Mit Vietnam hat der Bäcker bislang keine Probleme gehabt. Die drei Azubis bringen Deutschkenntnisse auf B1-Level mit. Zusätzlich werden sie begleitend im ersten Lehrjahr einen Deutschkurs für Fachbegriffe besuchen. Dafür stellt Familie Münch sie von der Arbeit frei. Zudem haben sich Jens Münch und Kerstin Lock um eine Wohnung gekümmert und diese renoviert. Dort leben die drei Vietnamesen in einer WG. „Wir sind froh, dass sie hier sind“, sagen beide. Sie bilden derzeit auch eine Ukrainerin zur Konditorin aus. Das Ausbilden von jungen Leute aus dem Ausland koste Geld und Zeit. „Aber es lohnt sich“, sagt Jens Münch. Er hofft, dass die Vietnamesen nach der Lehre auch ein Bleiberecht erhalten. „Unser Ziel ist es, dass sie als Fachkräfte bei uns bleiben“, so Münch.

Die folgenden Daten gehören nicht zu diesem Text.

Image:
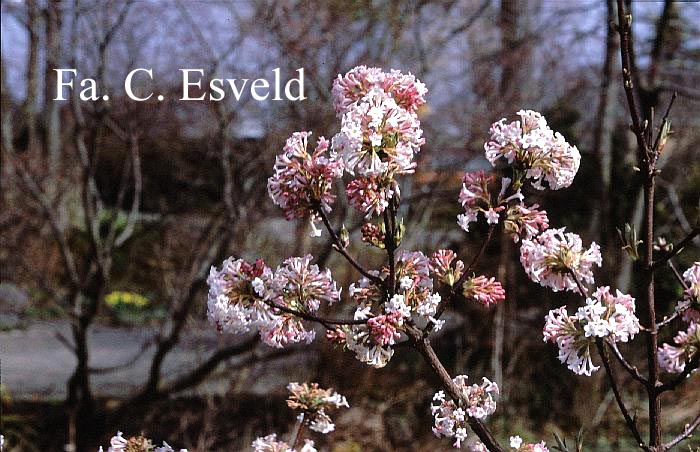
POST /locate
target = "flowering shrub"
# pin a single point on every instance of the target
(136, 444)
(402, 301)
(314, 404)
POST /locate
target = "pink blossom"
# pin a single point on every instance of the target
(270, 443)
(371, 195)
(531, 144)
(384, 328)
(301, 286)
(370, 348)
(549, 259)
(407, 91)
(674, 358)
(477, 197)
(524, 222)
(603, 316)
(486, 291)
(450, 416)
(689, 307)
(236, 292)
(442, 267)
(303, 181)
(574, 347)
(377, 137)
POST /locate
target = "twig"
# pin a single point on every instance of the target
(677, 248)
(689, 367)
(314, 318)
(632, 370)
(297, 437)
(422, 344)
(341, 249)
(455, 290)
(631, 424)
(686, 433)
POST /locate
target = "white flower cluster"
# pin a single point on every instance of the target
(551, 257)
(532, 146)
(451, 417)
(315, 403)
(245, 296)
(604, 316)
(516, 443)
(139, 443)
(414, 300)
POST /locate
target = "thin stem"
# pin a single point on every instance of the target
(632, 370)
(581, 287)
(299, 432)
(423, 346)
(689, 367)
(648, 159)
(686, 433)
(314, 318)
(340, 247)
(390, 244)
(677, 248)
(677, 274)
(477, 257)
(631, 424)
(455, 290)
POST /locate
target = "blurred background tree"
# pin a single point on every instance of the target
(143, 197)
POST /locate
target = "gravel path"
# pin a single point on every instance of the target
(34, 362)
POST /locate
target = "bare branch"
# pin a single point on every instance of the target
(631, 423)
(685, 434)
(632, 370)
(340, 247)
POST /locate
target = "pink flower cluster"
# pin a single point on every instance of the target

Das Engagement des Bäckereibetriebs um den Nachwuchs hat die Arbeitsagentur jetzt mit der Verleihung des Ausbildungszertifikats gewürdigt. „Die Konditorei und Café Münch e.K. in Radebeul bildet kontinuierlich aus und leistet mit der dualen Ausbildung einen wichtigen Beitrag zur Fachkräftesicherung im Bäckerhandwerk. Jungen Menschen bietet sie gute berufliche Perspektiven in der Region“, hebt Thomas Stamm, Vorsitzender der Geschäftsführung der Riesaer Arbeitsagentur, hervor.